Le musée de Montmartre,abrite actuellement l’exposition du peintre Kees Van Dongen, artiste néerlandais émigré à Paris. Tout jeune âgé de dix-huit ans, le peintre originaire d’un faubourg de Rotterdam séjourne durant un an à Paris dans les années 1897. Il tombera amoureux de cette ville et partira s’y installer, emménageant  dans le quartier de  la butte Montmartre, qui l’inspira fortement à ses débuts.

Le Bal,1902

Le Bal,1902

Les premières peintures présentées au début de l’exposition sont assez ternes et sombres, les seuls objets de couleur se détachant des rues noirâtres, sont les montmartrois fêtards apprêtés de couleurs pastels pour aller danser.

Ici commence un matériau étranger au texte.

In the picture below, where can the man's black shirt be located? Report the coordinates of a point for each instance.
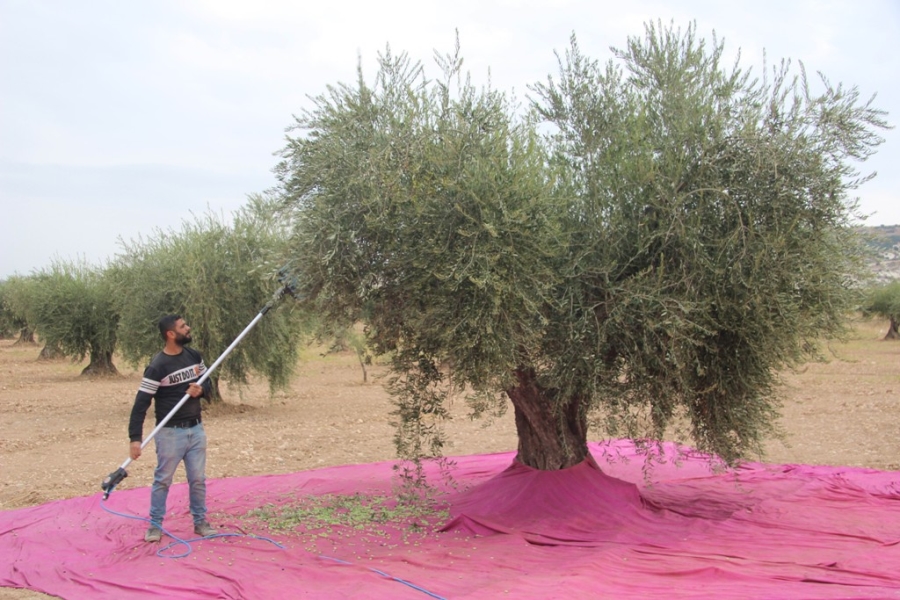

Durant ces années, Kees Von Dongen, sa femme et leur petite fille Dolly font la rencontre d’un autre couple d’artistes expatriés d’origine néerlandaise, les Van Reese. Ces derniers passeront des vacances en Seine-en-Marne, près de Barbizon. Le couple d’amis s’épanouit alors dans des représentations de la vie paysanne.

 

Lieuses, 1905

Lieuses, 1905

Manège de cochons, vers 1905

Manège de cochons, vers 1905

Jeunes femmes enroulant des blés pendant la période des moussons dessinées au pastel, ou à contrario un cadre très lumineux proche des peintures de Van Gogh sont parmi les tableaux les plus lumineux de l’artiste peintre.

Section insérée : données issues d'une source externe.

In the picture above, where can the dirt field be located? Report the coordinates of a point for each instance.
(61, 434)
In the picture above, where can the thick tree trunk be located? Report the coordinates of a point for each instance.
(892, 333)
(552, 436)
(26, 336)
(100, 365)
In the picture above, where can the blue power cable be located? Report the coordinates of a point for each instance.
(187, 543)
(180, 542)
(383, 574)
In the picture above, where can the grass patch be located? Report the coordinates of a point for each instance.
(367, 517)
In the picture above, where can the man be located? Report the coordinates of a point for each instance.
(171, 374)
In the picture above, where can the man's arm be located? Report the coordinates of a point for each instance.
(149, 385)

Ses débuts sont marqués par l’utilisation d’huile sur toile, encre de chine et  fusain caractérisant les contours de ses personnages. C’est avec Von Reese que Van Dongen s’éprend de la simplicité des pastels sur fond blanc. L’été passé à Barbizon, constituera un tournant majeur dans l’oeuvre de

Kees Van Dongen, peu de temps après il fit la connaissance de Picasso à Montmartre, qui lui permettra par la suite d’emménager dans l’atelier du Bateau Lavoir. Van Dongen célèbre ce quartier pittoresque dans lequel il vécut près de vingt-ans, où il se lia d’amitié avec le cubiste,  rival artistique et grand ami du quotidien. Les deux artistes s’intéresseront alors au monde du cirque et de ses jeunes danseurs et danseuses, représentés dans leur costume de scène. 

 

Mademoiselle Léda, 1906

Mademoiselle Léda, 1906

L’amitié qu’entretiennent Picasso-Van Dongen est à la fois le fruit d’une complicité artistique, bien que ces deux derniers n’appartiennent pas au même mouvement, mais aussi d’un échange de leurs épouses : Kees Von Dongen peindra Fernande Oliver à multiples reprises, tandis qu’Augusta Prettinger est photographiée derrière les Demoiselles D’Avignon, célèbre oeuvre du peintre cubiste. Revanchard , Kees Von Dongen réplique  par les Lutteuses de Tabarin, oeuvre qui tranche fortement avec les femmes de joies que l’artiste représente fréquemment dans ses sorties nocturnes à Montmartre.